Tuesday, May 20, 2008

The Server Virtualization Battle

Citrix's Xen won't cede to VMware or Hyper-V

It seems like only yesterday when I was wondering about whether the price war in the hypervisor market should be worrying VMware. Wait, it was yesterday. Today I read that Citrix won't concede in the price war or on the technology.

From the TechTarget web site:

In December 2006, two startups, XenSource Inc. (now owned by Citrix) and Virtual Iron Software Inc., kicked off a virtualization price war, offering virtualization for as little as one-sixth the cost of VMware. Last fall with the entrance of Oracle Corp., Novell Inc., Red Hat Inc. and others into the battle, the price competition intensified, and then this spring, rivalry flared when Citrix cut prices again and initiated flat pricing for servers with up to four sockets. Citrix's efforts have met some success as well. Now all the players have geared up for Microsoft's August 2008 launch of Hyper-V, which is extremely low cost at the price of $28 per server. Citrix has a special mission in this new lanscape. Sandwiched in between feature-rich VMware and lower-cost Hyper-V, Citrix's Xen has the daunting task of remaining price-competitive yet fully featured enough to compete.

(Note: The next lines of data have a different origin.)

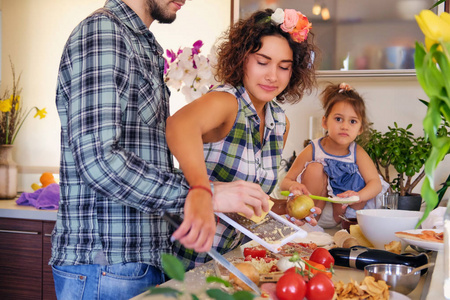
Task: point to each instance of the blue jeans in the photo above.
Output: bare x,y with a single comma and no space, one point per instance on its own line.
118,281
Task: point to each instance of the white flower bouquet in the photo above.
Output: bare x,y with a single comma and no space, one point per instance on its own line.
189,71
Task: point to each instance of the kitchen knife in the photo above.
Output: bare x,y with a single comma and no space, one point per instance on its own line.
346,200
176,221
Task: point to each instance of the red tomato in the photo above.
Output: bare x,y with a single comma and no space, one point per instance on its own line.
255,252
320,287
322,256
321,268
291,286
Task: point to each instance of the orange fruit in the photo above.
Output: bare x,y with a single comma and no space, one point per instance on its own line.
47,179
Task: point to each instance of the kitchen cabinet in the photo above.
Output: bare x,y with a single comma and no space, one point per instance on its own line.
25,250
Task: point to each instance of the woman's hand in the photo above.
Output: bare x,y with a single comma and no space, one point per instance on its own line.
298,189
199,225
311,219
240,197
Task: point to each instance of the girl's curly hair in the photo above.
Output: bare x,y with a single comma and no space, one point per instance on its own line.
244,38
333,94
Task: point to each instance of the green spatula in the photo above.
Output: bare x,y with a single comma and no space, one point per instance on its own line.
347,200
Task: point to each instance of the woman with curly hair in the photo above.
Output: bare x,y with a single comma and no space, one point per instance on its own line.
237,130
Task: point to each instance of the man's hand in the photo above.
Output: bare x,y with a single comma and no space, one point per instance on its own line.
237,196
198,228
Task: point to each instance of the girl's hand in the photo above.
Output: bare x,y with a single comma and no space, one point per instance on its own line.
356,205
311,219
347,194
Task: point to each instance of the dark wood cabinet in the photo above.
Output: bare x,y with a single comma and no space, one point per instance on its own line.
25,250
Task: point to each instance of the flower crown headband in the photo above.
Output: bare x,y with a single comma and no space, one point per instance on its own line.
344,87
293,22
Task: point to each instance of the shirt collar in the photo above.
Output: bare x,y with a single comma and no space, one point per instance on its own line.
250,111
132,21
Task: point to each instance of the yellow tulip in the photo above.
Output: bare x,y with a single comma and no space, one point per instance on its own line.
434,28
40,112
5,105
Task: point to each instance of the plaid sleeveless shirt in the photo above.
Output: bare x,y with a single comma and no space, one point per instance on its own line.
241,156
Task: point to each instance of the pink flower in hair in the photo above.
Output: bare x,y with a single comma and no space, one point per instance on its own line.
290,20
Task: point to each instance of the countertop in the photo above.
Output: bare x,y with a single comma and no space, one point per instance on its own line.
426,289
9,209
429,288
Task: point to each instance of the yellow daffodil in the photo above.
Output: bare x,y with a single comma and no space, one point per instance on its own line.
436,29
40,112
5,105
17,101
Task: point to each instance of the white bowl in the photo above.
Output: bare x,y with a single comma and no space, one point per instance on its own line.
379,225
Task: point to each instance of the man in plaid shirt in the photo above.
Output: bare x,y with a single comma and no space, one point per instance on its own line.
117,175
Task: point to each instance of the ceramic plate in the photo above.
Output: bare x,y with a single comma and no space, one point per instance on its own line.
397,296
429,245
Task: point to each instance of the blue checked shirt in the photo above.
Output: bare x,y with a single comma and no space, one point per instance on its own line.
116,173
241,156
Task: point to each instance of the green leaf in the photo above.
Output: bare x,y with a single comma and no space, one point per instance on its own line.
243,295
430,197
173,267
166,291
194,297
211,279
419,56
218,294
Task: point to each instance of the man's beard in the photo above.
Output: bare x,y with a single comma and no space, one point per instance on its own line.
158,13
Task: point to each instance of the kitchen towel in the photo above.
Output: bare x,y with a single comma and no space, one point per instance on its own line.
43,198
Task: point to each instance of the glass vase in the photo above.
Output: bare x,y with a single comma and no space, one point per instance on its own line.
8,173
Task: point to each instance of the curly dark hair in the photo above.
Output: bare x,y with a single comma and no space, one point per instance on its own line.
244,37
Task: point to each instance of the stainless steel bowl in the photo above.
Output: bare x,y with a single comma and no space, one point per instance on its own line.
395,276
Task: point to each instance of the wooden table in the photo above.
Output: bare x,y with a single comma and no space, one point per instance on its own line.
195,279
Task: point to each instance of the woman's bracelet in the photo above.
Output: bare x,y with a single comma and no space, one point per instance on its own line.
201,187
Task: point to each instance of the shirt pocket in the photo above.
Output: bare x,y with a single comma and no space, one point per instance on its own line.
152,102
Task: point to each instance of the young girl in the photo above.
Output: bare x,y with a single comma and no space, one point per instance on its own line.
335,165
237,131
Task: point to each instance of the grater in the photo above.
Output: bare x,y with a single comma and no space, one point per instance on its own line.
272,232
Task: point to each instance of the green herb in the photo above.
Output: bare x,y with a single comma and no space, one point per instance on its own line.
175,270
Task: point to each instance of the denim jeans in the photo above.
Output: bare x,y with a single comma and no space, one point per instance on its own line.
118,281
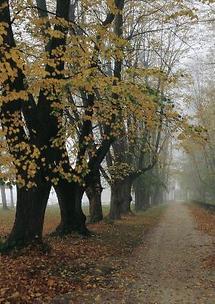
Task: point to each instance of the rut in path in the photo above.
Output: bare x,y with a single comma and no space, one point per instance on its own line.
170,263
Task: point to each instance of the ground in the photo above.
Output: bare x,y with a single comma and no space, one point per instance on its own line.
162,256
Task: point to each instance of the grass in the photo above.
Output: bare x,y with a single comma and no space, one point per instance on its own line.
74,264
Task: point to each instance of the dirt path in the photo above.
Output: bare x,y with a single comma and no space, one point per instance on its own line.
170,263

Citrix's Xen won't cede to VMware or Hyper-V

Yesterday was about VMware not lowering prices because they "…have the right product packages with prices that allow the customer to do whatever it is they need to do with our technology…".

Today is about how "…Citrix may ultimately focus on the desktop virtualization. First, Microsoft hasn't targeted its virtualization efforts to virtual desktops, leaving an opportunity for others to gain advantage."

And that Citrix "…has an open storage interface that integrates innovations from storage vendors into the hypervisor with plug-in drivers."

The rest of the article combines some market-speak with lots of assertions about feature comparisons between Citrix XenSource, VMware and even Microsoft Hyper-V (though to be fair, they state clearly that since Hyper-V isn't shipping feature comparisons are invalid at this time). Lots of on-the-one-hand vs. on-the-other-hand comparisons.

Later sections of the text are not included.